Wolfgang Kubicki: Schnelles Anerkennungsverfahren ist zwingende Voraussetzung für Integration

„Ein schnelles Anerkennungsverfahren ist die zwingende Voraussetzung für das Gelingen von Integration. Es ist Grundvoraussetzung für eine erfolgreiche Eingliederung in den Arbeitsmarkt, was wiederum nicht nur für Integration der Flüchtlinge selbst, sondern auch für eine Entlastung der Aufnahmegesellschaft entscheidend ist. 

 

Der Rückstau unbearbeiteter Asylanträge beim zuständigen Bundesamt für Migration und Flüchtlinge liegt inzwischen bei rund 330.000. Und trotz wiederholter Ankündigungen ist nicht abzusehen, wann das BAMF in der Lage sein wird, diesen Stau abzuarbeiten. Vielmehr ist es zu erwarten, dass allein im Jahr 2015 die Zahl der unbearbeiteten Anträge auf 500.000 ansteigen wird. Im europäischen Vergleich ist der Bearbeitungsstau in Deutschland damit einmalig. Schon Ende Juli 2014 war der deutsche Bearbeitungsstau wesentlich größer als der aller anderen Staaten.

 

Genauso katastrophal sieht es bei der Dauer der Anerkennungsverfahren aus. Die durchschnittliche Bearbeitungszeit eines Antrags liegt bei 5,4 Monaten. 5,4 Monate ab Antragstellung. Nicht eingerechnet ist hier die Zeit zwischen Ankunft in einem Erstaufnahmelager und der Stellung des Antrags beim BAMF.   

 

Dabei liegt in Schleswig-Holstein selbst der Zeitraum zwischen Registrierung eines Asylsuchenden und der Antragstellung derzeit bei circa 8 Monaten. Bis zur Registrierung kann zudem noch ein Monat vergehen. Das heißt, dass ein Asylverfahren in Deutschland im Regelfall über ein Jahr dauert. Ein Jahr, in dem Energie und Initiative der Asylbewerber faktisch still gelegt sind.

 

Genau hier setzt der Entwurf an. Das Gesetz soll dabei helfen, individuelle Asylverfahren zu vermeiden und stattdessen jeden, der aus den betroffenen Bürgerkriegsgebieten kommt, zum zumindest vorübergehenden Aufenthalt in der Bundesrepublik berechtigen.
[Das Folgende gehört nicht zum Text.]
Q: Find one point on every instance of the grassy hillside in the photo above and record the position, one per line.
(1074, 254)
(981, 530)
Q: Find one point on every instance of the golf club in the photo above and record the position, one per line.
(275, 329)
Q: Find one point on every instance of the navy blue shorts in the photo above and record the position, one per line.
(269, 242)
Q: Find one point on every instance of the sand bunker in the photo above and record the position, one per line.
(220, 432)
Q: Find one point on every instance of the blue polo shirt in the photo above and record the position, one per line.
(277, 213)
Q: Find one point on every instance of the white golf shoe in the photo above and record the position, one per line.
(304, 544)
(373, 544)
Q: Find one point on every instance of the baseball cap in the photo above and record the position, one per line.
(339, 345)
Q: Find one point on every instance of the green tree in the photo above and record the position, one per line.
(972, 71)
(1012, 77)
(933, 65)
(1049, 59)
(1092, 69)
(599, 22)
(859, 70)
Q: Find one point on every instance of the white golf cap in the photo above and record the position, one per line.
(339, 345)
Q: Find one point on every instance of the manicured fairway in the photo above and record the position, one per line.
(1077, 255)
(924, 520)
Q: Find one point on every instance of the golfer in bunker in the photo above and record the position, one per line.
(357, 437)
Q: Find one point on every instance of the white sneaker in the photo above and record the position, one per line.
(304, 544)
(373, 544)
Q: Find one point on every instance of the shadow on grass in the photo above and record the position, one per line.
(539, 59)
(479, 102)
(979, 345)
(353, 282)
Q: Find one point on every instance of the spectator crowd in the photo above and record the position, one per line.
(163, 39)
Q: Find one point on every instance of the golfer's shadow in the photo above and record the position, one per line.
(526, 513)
Eine vergleichbare Regelung existiert bereits auf europäischer Ebene; sie kann im deutschen Recht aber nicht angewandt werden, weil dann alle Mitgliedstaaten Flüchtlinge aufnehmen müssten, einige hierzu aber nicht bereit sind.

 

Durch den vorübergehenden humanitären Schutz erhalten die Bürgerkriegsflüchtlinge aus Syrien und dem Irak einen sofortigen gesicherten Aufenthaltsstatus, ferner sofortigen Zugang zu Integrationskursen und die sofortige Arbeitserlaubnis ohne Vorrangprüfung. Der Familiennachzug wird jedoch durch Befristung eingeschränkt.

 

Flüchtlinge aus diesen beiden Ländern stellen inzwischen einen Großteil aller Asylbewerber. Schon seit Monaten ist Syrien bei den Erstanträgen das am stärksten vertretene Herkunftsland. Allein im November wurden fast 30.000 Erstanträge von syrischen Flüchtlingen gestellt. Der Irak mit rund 4.500 Anträgen stand an dritter Stelle.

 

In Schleswig-Holstein sieht es nicht anders aus.

 

Von derzeit 330.000 anhängigen Erstverfahren entfallen fast 100.000 Anträge auf Syrien (74.875 Personen) und den Irak (19.064 Personen). Rund ein Drittel der Asylanträge entstammt also von Flüchtlingen mit sicherer Bleibeperspektive. Die Gesamtschutzquote von Syrern etwa liegt bei rund 95 Prozent.

 

Und obwohl es nahezu sicher ist, dass diesen Menschen der Flüchtlingsstatus nach den Genfer Konventionen oder jedenfalls subsidiärer Schutz gewährt wird, lassen wir sie über ein Jahr untätig in den Flüchtlingsunterkünften und behindern damit ihre Integration.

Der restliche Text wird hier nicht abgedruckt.